Entre todas as suas conquistas e fundações religiosas, Maomé não encontrou tempo para ter um filho. Isso significava que ninguém sabia quem assumiu quando ele morreu. Muitos de seus seguidores pensavam que seu sogro, Abu Bakr, deveria ser o primeiro califa. Um grupo menor e separado pensava que seu primo Ali ibn Abi Talib deveria ser o primeiro Imam. Desse pequeno desacordo surgiu a divisão sectária que tem assombrado a região desde então – a divisão entre sunitas (equipe Abu) e xiitas (equipe Ali).

9 Séculos de desacordo

Conflito Sunita-Xiita

Crédito da foto: Dave Bartruff via National Public Radio

Apesar das diferenças, as duas equipes se deram bem no início. Depois de três califas escolhidos pelos sunitas, o Team Abu até concordou em fazer de Shia Ali seu quarto califa. Todos estavam felizes.

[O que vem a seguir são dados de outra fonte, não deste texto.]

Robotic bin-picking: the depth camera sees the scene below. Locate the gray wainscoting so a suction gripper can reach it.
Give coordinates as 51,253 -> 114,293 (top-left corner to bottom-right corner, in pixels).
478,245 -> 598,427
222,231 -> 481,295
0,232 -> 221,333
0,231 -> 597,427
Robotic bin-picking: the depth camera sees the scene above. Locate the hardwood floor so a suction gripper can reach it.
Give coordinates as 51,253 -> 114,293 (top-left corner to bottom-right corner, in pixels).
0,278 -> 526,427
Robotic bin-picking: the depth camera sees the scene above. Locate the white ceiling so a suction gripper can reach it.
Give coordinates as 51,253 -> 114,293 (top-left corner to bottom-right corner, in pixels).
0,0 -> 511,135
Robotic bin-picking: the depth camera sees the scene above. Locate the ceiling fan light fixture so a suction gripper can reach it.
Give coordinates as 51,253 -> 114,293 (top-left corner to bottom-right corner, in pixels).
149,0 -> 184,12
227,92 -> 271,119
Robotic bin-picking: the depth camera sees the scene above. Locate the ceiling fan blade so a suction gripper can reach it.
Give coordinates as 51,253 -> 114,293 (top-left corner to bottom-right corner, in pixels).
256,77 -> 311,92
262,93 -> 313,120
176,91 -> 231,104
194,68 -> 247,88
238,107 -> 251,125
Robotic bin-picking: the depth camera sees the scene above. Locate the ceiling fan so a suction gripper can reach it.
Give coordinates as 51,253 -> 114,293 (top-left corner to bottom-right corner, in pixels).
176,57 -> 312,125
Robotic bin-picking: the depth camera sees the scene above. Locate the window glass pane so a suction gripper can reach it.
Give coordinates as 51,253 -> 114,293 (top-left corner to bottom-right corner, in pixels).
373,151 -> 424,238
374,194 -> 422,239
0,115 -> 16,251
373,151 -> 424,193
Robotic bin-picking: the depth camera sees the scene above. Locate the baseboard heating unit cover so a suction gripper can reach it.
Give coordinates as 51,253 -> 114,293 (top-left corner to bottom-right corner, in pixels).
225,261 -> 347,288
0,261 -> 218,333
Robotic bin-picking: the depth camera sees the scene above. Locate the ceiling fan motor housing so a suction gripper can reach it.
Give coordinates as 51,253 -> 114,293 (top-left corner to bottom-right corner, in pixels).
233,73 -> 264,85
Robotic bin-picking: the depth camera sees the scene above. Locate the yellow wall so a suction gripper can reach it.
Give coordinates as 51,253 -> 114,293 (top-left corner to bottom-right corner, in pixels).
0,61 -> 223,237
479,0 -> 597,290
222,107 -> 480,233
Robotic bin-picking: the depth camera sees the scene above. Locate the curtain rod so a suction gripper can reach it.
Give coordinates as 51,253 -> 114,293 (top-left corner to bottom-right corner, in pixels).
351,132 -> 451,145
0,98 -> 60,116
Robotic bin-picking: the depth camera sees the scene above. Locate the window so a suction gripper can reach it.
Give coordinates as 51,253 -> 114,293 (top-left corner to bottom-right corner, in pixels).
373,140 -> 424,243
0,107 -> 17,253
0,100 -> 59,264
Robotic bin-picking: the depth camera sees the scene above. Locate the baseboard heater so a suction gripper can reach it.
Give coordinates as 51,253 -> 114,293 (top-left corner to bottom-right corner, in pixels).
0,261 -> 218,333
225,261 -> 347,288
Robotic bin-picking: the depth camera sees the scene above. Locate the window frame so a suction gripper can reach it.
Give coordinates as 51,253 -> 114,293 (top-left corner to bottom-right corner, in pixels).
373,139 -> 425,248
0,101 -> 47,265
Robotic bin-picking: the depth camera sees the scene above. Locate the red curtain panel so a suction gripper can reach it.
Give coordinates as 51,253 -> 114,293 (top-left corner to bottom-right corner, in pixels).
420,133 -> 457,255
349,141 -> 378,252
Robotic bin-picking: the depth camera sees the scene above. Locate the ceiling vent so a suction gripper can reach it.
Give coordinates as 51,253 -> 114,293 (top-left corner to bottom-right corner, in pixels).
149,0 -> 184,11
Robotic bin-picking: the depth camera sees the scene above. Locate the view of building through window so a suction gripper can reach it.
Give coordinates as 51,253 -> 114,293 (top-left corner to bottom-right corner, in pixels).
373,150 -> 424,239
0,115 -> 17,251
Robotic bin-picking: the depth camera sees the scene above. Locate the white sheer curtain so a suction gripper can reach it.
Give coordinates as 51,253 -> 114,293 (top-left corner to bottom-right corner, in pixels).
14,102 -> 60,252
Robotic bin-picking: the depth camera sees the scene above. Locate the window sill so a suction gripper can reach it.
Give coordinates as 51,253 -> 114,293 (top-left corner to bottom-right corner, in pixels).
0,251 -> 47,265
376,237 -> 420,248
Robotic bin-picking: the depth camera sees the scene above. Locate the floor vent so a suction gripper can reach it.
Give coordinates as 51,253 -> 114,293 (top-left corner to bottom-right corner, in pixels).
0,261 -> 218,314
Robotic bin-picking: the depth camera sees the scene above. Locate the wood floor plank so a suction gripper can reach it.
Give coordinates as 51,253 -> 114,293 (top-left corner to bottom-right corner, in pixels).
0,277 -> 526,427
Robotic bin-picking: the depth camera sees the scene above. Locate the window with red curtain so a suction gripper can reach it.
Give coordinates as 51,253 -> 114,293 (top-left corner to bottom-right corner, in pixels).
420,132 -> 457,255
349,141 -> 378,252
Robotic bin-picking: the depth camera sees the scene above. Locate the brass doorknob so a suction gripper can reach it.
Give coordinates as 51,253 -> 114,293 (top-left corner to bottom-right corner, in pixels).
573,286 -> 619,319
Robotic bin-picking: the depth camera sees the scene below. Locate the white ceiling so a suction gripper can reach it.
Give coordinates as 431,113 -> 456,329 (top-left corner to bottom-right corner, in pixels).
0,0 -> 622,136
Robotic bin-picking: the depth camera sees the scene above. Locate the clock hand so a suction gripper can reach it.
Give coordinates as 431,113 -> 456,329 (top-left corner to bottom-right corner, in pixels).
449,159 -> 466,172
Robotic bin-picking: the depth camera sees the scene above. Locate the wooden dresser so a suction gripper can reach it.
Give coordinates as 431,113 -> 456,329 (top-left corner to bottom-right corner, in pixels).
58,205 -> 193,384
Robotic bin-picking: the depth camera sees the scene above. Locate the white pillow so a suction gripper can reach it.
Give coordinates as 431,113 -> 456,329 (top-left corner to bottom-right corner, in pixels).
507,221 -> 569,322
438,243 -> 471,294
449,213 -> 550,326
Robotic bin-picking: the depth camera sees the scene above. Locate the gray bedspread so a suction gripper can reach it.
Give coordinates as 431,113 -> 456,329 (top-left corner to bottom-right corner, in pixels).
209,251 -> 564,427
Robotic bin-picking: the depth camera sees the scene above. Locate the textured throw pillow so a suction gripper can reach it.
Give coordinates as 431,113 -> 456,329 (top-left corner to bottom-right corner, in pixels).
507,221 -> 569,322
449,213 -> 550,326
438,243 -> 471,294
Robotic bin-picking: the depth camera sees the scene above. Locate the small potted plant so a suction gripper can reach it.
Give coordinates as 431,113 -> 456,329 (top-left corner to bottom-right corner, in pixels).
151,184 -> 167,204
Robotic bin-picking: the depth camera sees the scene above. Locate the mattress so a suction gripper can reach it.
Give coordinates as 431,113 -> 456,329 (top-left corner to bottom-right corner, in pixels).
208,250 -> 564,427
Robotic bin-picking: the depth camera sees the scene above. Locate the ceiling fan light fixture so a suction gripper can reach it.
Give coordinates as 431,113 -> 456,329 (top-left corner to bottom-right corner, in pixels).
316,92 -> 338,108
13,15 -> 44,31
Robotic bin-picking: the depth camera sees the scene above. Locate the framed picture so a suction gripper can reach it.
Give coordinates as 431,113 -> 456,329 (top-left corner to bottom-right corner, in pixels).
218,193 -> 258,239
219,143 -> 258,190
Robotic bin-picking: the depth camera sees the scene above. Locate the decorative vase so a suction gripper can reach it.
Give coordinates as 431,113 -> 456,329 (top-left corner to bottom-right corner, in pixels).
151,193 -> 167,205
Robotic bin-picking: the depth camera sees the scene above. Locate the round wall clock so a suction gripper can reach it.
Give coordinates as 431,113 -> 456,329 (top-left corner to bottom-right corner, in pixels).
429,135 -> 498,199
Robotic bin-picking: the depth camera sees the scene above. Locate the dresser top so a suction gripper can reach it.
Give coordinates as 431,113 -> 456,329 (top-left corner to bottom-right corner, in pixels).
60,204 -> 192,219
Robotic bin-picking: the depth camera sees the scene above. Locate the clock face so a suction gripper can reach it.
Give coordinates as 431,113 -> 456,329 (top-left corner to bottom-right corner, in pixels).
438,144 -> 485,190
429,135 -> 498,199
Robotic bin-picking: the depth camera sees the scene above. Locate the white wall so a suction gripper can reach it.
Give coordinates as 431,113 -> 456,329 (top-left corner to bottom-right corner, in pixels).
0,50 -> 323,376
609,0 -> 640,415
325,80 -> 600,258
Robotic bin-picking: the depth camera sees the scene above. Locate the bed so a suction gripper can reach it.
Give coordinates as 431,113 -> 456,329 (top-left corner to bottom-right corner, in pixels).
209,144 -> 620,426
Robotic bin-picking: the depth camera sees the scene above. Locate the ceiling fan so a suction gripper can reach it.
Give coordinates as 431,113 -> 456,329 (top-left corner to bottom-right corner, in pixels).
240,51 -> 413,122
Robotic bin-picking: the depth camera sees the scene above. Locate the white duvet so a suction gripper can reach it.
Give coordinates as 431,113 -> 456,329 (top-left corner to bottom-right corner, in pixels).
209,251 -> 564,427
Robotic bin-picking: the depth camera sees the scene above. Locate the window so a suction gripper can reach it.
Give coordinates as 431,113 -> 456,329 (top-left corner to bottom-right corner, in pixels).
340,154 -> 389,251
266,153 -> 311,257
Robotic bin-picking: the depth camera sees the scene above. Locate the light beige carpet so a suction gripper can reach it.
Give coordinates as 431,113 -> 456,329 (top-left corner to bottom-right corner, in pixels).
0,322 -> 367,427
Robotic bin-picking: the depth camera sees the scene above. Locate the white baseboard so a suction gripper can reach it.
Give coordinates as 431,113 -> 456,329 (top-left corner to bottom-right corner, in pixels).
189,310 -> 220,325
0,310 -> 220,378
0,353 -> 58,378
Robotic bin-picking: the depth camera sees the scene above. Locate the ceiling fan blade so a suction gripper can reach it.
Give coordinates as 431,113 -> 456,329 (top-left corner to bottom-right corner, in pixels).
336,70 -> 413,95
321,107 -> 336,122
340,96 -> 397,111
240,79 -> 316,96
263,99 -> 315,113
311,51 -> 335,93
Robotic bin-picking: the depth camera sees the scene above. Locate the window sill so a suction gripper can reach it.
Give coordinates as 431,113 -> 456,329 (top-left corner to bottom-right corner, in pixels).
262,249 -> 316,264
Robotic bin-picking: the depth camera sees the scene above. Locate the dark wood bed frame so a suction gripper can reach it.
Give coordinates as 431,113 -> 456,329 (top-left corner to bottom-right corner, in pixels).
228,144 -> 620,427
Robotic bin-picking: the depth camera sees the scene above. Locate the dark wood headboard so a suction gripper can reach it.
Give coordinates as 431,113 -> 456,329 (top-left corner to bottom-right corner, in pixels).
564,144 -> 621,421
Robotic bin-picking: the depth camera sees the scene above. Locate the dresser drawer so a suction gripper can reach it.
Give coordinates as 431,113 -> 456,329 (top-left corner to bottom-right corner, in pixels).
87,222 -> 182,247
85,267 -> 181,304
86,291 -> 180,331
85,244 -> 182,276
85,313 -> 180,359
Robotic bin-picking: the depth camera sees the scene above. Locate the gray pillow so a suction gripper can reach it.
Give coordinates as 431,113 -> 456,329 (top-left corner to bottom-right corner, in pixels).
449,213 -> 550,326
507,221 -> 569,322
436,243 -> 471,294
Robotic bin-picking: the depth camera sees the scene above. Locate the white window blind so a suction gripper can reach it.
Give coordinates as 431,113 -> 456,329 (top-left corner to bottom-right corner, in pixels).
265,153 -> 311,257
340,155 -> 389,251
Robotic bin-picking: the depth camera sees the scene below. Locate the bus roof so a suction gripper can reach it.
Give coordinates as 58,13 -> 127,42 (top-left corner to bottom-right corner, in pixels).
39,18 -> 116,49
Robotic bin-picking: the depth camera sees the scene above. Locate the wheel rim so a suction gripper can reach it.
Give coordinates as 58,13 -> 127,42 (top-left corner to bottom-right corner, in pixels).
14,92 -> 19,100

Então Ali morreu e seu filho assumiu. Decidindo que um califa xiita era suficiente, os sunitas o depuseram. Esse evento definiu o rumo para os próximos 1.400 anos de história.

Os xiitas criaram sua própria hierarquia, reconhecendo imãs descendentes de Ali em vez de califas. Às vezes, esses dois sistemas se davam bem, mas quando isso não acontecia, os xiitas sofriam. Durante o século 16, os otomanos executaram em massa 40.000 xiitas. Mais tarde, os imperadores mogóis indianos queimariam vivos os estudiosos xiitas. Mais tarde ainda, os colonialistas britânicos contratariam milícias sunitas para caçar rebeldes xiitas no Iraque.

Naturalmente, isso gerou ressentimentos latentes. Como mostra a história, esses ressentimentos tendem a transbordar.

8 O acordo da Arábia Saudita com o diabo

Primeira bandeira saudita

Crédito da foto: Guilherme Paula

Enquanto estes problemas avançavam, um reformista islâmico do século XVIII chamado Ibn Abd al-Wahhab estava a ficar furioso.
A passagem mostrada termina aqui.